Bu strateji, "ters Kissinger" diye anılıyor. Ama ironik olan şu ki, bu fikir ilk olarak Kissinger'ın kendisi tarafından da 1970'lerde bir olasılık olarak öne sürülmüştü: "Eğer Çin fazla güçlenirse, denge Rusya'yla kurulur."
Trump, 2024 seçimleri öncesi açık açık bunu dile getirdi: "Asla istemeyeceğiniz şey Çin ile Rusya'nın birleşmesidir. Ama Biden onları birleştirdi. Ben ayıracağım." Bu sadece savaş karşıtı bir tutum değil; bu, küresel satrançta taşları yeniden dizmeye aday bir liderin vizyonu.
İşler o kadar kolay değil elbette.
Geçen yazımda da dile getirdim, açarak aynı konuyu tekrar etmekte fayda var: Trump ilk döneminde bu stratejiyi hayata geçirmek istedi.

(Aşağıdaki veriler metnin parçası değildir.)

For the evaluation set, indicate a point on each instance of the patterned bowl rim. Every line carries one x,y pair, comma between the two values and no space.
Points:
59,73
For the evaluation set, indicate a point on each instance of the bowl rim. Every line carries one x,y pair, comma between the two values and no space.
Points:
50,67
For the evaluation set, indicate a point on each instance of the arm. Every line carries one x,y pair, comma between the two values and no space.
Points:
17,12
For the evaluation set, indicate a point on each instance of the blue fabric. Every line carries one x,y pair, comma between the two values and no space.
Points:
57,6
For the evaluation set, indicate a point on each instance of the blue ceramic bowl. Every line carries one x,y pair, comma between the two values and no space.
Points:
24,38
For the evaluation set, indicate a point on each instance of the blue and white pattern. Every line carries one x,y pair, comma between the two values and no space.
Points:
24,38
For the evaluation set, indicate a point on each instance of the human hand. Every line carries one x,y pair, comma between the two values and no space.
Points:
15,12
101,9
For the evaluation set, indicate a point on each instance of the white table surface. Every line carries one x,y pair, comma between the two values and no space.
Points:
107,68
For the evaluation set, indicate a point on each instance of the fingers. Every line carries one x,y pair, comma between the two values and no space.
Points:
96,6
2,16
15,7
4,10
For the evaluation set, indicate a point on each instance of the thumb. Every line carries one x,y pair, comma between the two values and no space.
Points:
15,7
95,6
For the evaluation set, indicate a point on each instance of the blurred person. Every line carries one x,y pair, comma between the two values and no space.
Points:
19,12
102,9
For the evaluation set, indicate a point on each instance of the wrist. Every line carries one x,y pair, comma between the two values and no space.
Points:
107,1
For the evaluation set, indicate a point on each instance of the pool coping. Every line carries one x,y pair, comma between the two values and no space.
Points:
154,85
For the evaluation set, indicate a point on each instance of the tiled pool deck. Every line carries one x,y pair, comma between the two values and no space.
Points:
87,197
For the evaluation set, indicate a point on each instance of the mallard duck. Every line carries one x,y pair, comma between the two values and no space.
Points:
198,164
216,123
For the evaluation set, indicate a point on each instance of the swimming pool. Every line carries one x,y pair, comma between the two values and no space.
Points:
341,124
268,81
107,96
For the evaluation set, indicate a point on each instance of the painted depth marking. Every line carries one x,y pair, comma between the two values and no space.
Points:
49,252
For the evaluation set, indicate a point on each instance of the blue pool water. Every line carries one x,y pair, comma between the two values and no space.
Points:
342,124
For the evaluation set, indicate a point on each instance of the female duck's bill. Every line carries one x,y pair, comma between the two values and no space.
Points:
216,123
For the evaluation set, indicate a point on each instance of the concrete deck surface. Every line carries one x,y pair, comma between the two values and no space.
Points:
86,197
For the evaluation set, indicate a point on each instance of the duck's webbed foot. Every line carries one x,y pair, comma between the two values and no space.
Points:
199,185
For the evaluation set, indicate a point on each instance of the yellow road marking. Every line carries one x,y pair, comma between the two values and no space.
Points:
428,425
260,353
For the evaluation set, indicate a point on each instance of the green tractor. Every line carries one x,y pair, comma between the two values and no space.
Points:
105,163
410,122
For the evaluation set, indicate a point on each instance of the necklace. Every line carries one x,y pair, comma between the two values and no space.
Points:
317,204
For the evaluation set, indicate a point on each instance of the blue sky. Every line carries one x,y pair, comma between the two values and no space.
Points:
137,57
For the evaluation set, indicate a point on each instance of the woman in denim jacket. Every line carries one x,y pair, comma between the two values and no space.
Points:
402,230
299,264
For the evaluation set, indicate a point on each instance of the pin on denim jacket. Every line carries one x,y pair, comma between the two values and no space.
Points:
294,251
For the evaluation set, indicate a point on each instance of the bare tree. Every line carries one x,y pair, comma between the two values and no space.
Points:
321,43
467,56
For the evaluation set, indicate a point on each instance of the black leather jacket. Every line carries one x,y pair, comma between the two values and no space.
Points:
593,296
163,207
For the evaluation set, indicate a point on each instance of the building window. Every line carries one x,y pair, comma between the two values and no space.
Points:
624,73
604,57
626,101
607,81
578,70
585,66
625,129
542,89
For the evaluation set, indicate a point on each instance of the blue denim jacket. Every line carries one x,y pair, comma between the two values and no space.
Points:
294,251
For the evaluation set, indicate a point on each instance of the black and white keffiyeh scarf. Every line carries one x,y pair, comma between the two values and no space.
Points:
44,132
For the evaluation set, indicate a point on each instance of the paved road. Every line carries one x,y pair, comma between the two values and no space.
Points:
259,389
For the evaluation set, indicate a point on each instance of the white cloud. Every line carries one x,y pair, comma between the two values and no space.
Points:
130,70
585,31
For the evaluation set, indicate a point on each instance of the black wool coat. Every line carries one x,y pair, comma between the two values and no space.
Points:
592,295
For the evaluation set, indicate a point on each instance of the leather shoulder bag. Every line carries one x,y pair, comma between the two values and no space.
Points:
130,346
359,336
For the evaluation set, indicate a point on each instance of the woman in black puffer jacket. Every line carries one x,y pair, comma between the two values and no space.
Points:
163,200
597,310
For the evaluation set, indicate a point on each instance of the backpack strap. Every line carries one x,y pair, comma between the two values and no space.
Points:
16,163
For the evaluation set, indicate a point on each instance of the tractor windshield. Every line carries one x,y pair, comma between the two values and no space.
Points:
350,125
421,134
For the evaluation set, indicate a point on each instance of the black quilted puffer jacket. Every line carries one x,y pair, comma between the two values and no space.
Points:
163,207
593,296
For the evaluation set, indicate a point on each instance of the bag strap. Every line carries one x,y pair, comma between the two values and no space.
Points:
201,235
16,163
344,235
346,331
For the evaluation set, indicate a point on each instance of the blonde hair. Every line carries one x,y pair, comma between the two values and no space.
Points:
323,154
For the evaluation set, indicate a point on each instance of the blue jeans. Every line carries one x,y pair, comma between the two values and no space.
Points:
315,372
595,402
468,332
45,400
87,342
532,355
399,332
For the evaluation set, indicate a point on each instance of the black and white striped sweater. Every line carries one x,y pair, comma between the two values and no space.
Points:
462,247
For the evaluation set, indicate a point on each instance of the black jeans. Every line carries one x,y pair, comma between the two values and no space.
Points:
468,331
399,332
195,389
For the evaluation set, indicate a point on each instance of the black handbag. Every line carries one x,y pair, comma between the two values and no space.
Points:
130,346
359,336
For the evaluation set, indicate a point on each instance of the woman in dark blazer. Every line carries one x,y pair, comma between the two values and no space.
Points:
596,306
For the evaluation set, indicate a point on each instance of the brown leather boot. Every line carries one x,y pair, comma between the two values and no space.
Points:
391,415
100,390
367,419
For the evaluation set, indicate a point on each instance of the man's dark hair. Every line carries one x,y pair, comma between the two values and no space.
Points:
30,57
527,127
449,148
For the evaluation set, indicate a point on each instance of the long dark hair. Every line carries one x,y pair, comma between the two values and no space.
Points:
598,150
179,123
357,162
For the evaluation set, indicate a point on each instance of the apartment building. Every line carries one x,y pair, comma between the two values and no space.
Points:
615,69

Fakat içeride Russiagate skandalı, "Putin'in kuklası" isnatları, medyanın yoğun baskısı onu Moskova'dan uzaklaşmak zorunda bıraktı. Dışarıdaysa işler daha da karmaşıktı: Rusya, Çin'le ekonomik bağlarını güçlendirdi, Küresel Güney'le diplomatik ilişkilerini derinleştirdi. Batı yaptırımları Moskova'yı Doğu'ya daha da yakınlaştırdı. Sonuç: ABD'nin "Rusya'yı Çin'den ayırma" hayali, hayata geçirilemedi.
Bugün Trump yeniden aynı stratejiyi güncelliyor. Kullandığı dil dikkat çekici: Putin'e yönelik "çıldırdı" ifadesi batının "otoriter" olarak nitelendirdiği rejimi değil lideri hedef alıyor. Yani "Rusya'yla işimiz olabilir ama sen şu an hata yapıyorsun" mesajı. Aynı şekilde Zelenski'ye yönelttiği eleştiri de politik değil, kişisel. Bu da diplomasi kapısını açık tutma stratejisi. Taraflara kızgın ama görüşmeye hazır bir figür çiziyor.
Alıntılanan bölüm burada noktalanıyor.